Why the timing matters now
PWInsider’s Mike Johnson has reported that Paige is expected to step in for the injured Nikki Bella in a women’s tag title four-way in Las Vegas, partnering with Brie Bella. If that booking holds, WWE gets more than a surprise cameo. It gets an immediate way to reintroduce a recognisable name with built-in history, while also addressing an injury-related reshuffle without losing audience interest.
The timing is useful for Paige as well. A return works best when there is both a story reason and a practical opening on the card, and this appears to offer both. WWE has increasingly leaned on legacy figures when there is a strong emotional connection with the crowd, but those appearances carry more weight when the person involved can still wrestle at a credible level. Paige’s recent activity outside WWE gives that idea substance.
More than nostalgia
Paige occupies a distinct place in modern women’s wrestling. Her original rise in WWE was tied to a period when the company was beginning to move away from a more limited presentation of women on screen and toward a version that gave them more time, more narrative importance and more demanding in-ring roles. Her return, then, is not just about a familiar face coming back. It reconnects WWE with a figure from a transitional era whose career was interrupted before its full arc could play out.

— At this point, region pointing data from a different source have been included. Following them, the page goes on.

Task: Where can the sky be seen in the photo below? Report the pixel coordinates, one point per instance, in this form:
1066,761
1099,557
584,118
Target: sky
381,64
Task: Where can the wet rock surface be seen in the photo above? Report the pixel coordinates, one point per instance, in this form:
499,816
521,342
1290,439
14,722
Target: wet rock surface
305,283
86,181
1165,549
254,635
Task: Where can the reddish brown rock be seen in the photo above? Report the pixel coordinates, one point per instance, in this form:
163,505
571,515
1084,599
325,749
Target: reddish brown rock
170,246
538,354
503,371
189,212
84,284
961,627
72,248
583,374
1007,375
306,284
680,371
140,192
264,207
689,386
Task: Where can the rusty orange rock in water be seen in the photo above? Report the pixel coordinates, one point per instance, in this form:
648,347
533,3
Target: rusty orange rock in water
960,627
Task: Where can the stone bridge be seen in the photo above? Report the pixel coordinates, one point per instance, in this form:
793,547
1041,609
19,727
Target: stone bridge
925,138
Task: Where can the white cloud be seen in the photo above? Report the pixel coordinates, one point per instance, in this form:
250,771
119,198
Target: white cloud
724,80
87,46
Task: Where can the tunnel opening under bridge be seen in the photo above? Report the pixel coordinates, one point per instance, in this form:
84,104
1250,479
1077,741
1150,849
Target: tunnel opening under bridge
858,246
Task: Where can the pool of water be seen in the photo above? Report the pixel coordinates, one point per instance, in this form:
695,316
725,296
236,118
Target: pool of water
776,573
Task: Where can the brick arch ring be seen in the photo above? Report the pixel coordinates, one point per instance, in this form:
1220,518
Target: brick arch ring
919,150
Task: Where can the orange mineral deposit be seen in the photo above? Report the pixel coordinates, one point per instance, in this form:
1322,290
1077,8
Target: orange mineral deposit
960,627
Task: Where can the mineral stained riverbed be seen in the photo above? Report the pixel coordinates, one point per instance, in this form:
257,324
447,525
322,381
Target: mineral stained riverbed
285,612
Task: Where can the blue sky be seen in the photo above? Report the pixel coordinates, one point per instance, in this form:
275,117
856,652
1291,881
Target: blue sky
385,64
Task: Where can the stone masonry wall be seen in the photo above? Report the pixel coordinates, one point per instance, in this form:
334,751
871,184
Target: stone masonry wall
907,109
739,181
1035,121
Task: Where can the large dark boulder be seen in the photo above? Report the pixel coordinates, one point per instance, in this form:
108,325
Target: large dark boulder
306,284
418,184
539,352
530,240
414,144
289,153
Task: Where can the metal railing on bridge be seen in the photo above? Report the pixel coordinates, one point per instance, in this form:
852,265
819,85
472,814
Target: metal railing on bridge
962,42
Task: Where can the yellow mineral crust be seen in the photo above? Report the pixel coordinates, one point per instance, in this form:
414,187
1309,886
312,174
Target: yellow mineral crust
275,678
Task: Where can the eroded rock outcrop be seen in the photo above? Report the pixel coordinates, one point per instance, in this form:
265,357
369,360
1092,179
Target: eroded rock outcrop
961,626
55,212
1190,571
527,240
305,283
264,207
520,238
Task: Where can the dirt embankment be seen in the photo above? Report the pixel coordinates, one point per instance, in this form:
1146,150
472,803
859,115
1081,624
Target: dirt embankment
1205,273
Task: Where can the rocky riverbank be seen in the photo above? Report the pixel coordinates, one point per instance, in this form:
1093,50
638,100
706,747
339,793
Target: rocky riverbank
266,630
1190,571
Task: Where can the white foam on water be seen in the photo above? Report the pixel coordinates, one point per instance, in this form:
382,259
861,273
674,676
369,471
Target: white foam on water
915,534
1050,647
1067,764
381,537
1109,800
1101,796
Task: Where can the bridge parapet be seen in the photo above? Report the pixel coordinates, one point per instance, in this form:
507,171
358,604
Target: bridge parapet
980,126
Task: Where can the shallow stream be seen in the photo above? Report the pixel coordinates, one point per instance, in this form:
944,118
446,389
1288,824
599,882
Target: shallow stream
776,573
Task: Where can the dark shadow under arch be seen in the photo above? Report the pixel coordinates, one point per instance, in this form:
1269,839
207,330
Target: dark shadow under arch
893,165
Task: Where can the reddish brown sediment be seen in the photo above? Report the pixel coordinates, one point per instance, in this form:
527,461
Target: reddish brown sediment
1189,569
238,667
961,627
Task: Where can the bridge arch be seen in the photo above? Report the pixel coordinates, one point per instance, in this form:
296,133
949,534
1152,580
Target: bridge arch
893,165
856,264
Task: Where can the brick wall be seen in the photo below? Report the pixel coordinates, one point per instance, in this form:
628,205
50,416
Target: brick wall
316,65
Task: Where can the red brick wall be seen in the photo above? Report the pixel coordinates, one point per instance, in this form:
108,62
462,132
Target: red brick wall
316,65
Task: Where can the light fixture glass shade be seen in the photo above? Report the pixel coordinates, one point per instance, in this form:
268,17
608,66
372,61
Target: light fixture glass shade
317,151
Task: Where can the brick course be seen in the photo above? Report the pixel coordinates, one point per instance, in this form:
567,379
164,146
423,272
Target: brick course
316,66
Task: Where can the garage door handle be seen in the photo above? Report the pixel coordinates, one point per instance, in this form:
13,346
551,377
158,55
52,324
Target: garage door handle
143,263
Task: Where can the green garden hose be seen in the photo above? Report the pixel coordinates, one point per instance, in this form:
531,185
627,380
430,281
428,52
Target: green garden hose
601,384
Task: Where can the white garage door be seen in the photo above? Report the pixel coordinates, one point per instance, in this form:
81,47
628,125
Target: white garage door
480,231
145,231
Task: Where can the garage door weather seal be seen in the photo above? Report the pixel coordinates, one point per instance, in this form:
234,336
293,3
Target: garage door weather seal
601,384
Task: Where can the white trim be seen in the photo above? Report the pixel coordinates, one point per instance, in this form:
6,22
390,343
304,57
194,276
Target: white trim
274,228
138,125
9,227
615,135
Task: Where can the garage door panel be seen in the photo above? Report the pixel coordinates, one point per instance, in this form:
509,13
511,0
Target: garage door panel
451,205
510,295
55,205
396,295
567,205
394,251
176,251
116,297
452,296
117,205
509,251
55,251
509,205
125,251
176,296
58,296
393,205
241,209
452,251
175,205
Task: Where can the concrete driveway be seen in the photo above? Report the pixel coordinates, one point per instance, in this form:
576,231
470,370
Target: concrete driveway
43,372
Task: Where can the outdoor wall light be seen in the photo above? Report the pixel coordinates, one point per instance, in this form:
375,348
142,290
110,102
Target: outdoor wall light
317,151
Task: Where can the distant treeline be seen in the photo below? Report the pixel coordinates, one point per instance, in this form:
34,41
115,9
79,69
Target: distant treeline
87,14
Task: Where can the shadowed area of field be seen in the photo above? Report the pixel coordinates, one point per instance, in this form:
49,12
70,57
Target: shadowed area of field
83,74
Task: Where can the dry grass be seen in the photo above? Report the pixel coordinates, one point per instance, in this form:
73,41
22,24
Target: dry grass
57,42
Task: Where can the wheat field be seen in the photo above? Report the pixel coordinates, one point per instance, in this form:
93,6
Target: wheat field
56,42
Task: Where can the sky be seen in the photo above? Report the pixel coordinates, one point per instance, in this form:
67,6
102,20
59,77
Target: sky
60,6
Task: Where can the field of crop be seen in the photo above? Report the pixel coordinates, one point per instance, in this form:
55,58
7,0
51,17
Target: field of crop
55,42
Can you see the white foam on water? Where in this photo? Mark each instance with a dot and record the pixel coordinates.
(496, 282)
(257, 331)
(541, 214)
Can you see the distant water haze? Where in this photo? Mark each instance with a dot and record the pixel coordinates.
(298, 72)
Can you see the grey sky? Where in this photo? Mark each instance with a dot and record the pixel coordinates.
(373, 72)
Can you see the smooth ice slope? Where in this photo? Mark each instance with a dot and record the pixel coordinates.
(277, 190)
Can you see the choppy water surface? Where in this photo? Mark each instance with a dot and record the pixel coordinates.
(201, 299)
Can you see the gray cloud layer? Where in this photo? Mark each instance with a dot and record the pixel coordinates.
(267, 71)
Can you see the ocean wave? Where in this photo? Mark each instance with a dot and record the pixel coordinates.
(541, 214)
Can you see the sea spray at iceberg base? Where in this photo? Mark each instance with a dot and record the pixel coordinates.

That is why the wrestling element matters so much. If Paige were returning only as a manager or occasional presenter, the story would be lighter. The stronger version of this story is that a performer once thought to be finished at the highest level has now built a body of post-WWE work substantial enough to make another serious run plausible.
What comes next
The immediate question is whether this is a one-night adjustment or the start of a deeper creative commitment. WWE often tests audience appetite and performer readiness through a high-visibility return before deciding how far to extend it. If the reaction in Las Vegas is strong and Paige looks comfortable back in a WWE ring, the company will have several options: a sustained tag program, a singles feud, or a hybrid role that combines wrestling with her proven on-screen presence.
Either way, the broader point is clear. Paige’s reported return closes a chapter that once seemed final, and it does so under very different circumstances from her exit. This time, the central question is no longer whether she can wrestle again. It is how prominently WWE now chooses to use her.